De la lutte ancestrale… à une lutte personnelle!

Me revoici me revoila, comme à chaque fois on se retrouve pour partager un moment d’échange en tout intimité. Tu le sais notre relation pour moi est importante !

Nous entretenons cette relation de confiance ou je te partage mes songes, mes idées, mes interrogations… et où, fidèlement, tu maintiens cet accord tacite en étant toujours présent et en t’abonnant pour être toujours informé.

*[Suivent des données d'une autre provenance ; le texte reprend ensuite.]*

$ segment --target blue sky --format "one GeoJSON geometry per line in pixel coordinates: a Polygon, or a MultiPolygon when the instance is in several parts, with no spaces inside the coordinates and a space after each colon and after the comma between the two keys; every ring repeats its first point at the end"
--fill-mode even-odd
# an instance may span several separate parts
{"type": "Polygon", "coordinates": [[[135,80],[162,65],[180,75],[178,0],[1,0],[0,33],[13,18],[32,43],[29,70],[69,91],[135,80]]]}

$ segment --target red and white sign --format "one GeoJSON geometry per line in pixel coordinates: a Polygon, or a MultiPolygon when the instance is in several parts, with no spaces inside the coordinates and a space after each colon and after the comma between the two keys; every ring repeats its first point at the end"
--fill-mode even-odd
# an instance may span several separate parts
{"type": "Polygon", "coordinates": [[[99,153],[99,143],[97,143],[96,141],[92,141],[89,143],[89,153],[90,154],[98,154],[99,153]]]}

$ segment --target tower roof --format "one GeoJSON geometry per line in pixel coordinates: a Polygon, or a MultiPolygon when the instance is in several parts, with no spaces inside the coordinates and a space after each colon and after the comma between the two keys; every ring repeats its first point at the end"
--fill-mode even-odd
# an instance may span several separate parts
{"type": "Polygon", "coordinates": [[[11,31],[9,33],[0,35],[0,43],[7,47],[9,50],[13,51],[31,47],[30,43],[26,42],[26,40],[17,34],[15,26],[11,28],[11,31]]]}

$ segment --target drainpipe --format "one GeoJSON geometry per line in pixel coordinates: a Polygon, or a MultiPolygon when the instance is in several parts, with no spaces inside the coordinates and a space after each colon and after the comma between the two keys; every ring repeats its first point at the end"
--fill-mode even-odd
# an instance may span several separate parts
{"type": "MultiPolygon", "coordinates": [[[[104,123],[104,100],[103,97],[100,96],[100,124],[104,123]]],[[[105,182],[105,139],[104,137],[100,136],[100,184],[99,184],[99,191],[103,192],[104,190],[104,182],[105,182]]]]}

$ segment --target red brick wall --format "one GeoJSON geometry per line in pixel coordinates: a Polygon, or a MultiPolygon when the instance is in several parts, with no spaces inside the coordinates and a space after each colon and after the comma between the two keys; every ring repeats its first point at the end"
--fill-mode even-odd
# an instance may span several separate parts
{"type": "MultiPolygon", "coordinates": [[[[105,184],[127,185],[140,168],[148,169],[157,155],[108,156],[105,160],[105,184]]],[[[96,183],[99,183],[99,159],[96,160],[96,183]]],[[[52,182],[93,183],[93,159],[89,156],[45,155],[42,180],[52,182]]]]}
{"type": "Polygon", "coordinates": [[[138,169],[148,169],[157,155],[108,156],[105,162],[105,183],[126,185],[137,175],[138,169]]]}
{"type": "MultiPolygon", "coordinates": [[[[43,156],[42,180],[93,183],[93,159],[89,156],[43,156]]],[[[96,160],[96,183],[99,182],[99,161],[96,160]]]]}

Pour ce nouvel échange il nous faut comme à chaque fois un titre accrocheur, je le sais tu aimes te sentir déstabiliser. Chaque lecture doit être unique.

Nous passons notre vie à lutter.

À chaque instant, pour quelque chose :
un sentiment, une idée, une envie.
Par simple volonté d’être capables d’avancer, de tenir, de devenir.

C’est une lutte silencieuse, quotidienne.
Elle commence dès le matin, dans cet effort presque invisible de se lever pour affronter le jour.

Nous luttons pour notre liberté :
penser librement,
circuler sans entrave,
parler sans peur,
vivre sans crainte.

Mais nous ne sommes pas des combattants par choix.
Nous le sommes par nécessité.
Parce que la vie nous l’impose, comme une forme de dictature invisible :
soit nous la subissons,
soit nous la fuyons,
soit nous décidons de l’affronter.

Alors nous avançons.
Toujours en mouvement.
Toujours à essayer de contrôler ce qui nous échappe presque entièrement.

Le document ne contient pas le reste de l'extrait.